Three things happened today:
The iBook came back.
The clone developed this weird thing where a video card I just bought for it works in the machine on the bench at the shop, but doesn’t work in my computer.
I spent one complete day trying to use Outlook, which hates IMAP and occasionally just hangs at startup, on the theory that it’s the best-of-breed in mail and calendar apps under Windows, and that it’s the only hope I have for a unified calendar, address book and mail program.
Regarding item 1: I complained bitterly to the tech at the repair shop about how lame it was that I had to keep dragging Apples back in for repair when Dell could sell me a one, two, or three year contract with on-site repairs. The tech said “Why don’t you get AppleCare? It’s on-site for three years for desktop machines.” Oh. Duh. And it comes out to less than a comparable plan for a Dell. And the mom-n-pop I deal with can’t do that for me at all.

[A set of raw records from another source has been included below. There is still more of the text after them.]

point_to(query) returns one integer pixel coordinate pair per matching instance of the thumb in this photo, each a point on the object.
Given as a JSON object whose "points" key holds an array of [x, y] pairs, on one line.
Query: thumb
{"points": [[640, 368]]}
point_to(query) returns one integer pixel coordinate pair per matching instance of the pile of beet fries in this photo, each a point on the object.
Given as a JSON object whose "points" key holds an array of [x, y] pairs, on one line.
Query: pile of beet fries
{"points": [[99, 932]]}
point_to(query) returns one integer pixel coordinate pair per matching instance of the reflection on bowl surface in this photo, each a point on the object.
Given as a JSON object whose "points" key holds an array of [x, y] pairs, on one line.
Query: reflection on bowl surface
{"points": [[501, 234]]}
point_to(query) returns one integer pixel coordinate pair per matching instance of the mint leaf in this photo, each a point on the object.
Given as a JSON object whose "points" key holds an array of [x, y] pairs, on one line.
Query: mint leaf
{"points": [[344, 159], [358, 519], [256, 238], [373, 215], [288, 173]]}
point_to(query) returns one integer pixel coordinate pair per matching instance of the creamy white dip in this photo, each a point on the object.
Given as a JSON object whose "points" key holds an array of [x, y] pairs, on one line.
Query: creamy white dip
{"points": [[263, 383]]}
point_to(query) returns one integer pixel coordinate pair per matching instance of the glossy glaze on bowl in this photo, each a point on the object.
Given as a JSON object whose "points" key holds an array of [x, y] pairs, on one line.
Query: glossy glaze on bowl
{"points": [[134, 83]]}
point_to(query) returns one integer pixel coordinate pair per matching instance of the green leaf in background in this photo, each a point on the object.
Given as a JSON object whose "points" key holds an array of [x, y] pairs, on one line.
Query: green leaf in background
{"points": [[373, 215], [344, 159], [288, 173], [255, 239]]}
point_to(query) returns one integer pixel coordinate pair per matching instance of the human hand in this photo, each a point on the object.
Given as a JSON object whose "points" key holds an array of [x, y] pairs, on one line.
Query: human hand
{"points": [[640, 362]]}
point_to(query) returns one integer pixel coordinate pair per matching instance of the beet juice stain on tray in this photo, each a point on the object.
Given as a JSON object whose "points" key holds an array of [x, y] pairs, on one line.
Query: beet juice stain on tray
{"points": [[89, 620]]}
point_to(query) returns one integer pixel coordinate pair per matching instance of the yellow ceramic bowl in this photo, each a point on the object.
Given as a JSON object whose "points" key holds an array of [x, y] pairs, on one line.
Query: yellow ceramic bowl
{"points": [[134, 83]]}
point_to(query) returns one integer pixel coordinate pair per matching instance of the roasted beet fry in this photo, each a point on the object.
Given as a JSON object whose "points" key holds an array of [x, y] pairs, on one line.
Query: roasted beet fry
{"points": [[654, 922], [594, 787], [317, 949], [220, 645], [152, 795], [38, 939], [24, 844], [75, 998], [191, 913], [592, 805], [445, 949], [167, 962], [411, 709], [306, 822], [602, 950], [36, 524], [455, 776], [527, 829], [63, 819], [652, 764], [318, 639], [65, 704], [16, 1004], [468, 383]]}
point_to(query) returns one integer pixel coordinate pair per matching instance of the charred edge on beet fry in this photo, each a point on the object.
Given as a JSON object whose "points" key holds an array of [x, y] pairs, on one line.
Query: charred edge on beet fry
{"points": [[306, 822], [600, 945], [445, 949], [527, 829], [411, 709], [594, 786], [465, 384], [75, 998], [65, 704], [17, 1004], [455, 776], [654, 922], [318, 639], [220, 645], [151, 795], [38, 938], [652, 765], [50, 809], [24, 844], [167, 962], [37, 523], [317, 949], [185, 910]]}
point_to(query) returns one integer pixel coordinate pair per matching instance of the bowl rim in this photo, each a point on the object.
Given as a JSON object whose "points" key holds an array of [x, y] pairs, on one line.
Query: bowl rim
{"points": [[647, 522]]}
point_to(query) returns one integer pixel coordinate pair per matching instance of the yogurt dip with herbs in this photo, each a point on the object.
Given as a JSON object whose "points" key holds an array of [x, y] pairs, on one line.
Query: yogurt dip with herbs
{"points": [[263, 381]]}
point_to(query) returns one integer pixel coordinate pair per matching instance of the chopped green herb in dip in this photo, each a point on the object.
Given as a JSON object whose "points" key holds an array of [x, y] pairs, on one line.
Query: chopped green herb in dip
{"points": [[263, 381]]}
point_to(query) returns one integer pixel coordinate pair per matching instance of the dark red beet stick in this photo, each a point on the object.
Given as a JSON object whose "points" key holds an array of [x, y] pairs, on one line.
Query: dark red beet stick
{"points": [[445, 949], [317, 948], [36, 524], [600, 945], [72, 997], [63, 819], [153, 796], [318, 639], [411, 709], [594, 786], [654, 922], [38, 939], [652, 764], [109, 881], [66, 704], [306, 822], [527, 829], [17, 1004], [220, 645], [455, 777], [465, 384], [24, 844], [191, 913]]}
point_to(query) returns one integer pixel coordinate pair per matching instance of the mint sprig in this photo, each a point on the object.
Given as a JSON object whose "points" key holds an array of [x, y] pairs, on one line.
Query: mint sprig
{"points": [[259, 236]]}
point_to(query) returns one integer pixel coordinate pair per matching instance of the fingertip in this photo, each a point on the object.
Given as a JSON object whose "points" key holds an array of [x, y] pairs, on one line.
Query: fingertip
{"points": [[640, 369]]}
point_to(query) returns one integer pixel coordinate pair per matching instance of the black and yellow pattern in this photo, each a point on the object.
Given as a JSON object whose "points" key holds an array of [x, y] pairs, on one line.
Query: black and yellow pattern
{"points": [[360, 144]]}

Regarding item 2: It’s a minor annoyance indicating that I’ve probably got a failing AGP slot. Time for a new mobo if I want to get out of the graphics dark ages. Not a “damn all clones for all time!” offense, just an annoyance. But it makes me be in the market for at least a new mobo and new RAM + CPU to go with it. And that means I’m pretty much in the replacement market again.
Regarding item 3: It’s nice the way Apple figured out how to make Mail.app, iCal, and the Address Book complement each other. Nicer yet that iChat fits in there as well. And with minor bits of glue (like teaching lbdb to access Address Book from within mutt), it’s even possible to make them play outside their little ecosystem.
So we’re back to wondering what the next desktop machine will be. AppleCare removes my big objection to Apple, which is “they work great until that thing the engineers missed fails, and then you’re trooping to the shop for a five day turnaround.” With AppleCare, I can call, say “broke,” and someone comes to my door. That’s much more agreeable (and it’s not, by the way, an option for Apple notebooks… just the desktops).
Having just played with a gigahertz G4 eMac, and having enjoyed the buttery, tasty smoothness of the OS X experience on it, I find myself feeling much less anti-Apple than I was two days ago. Certainly enough to consider taking out some protection on a desktop machine and not having to worry if something goes wrong.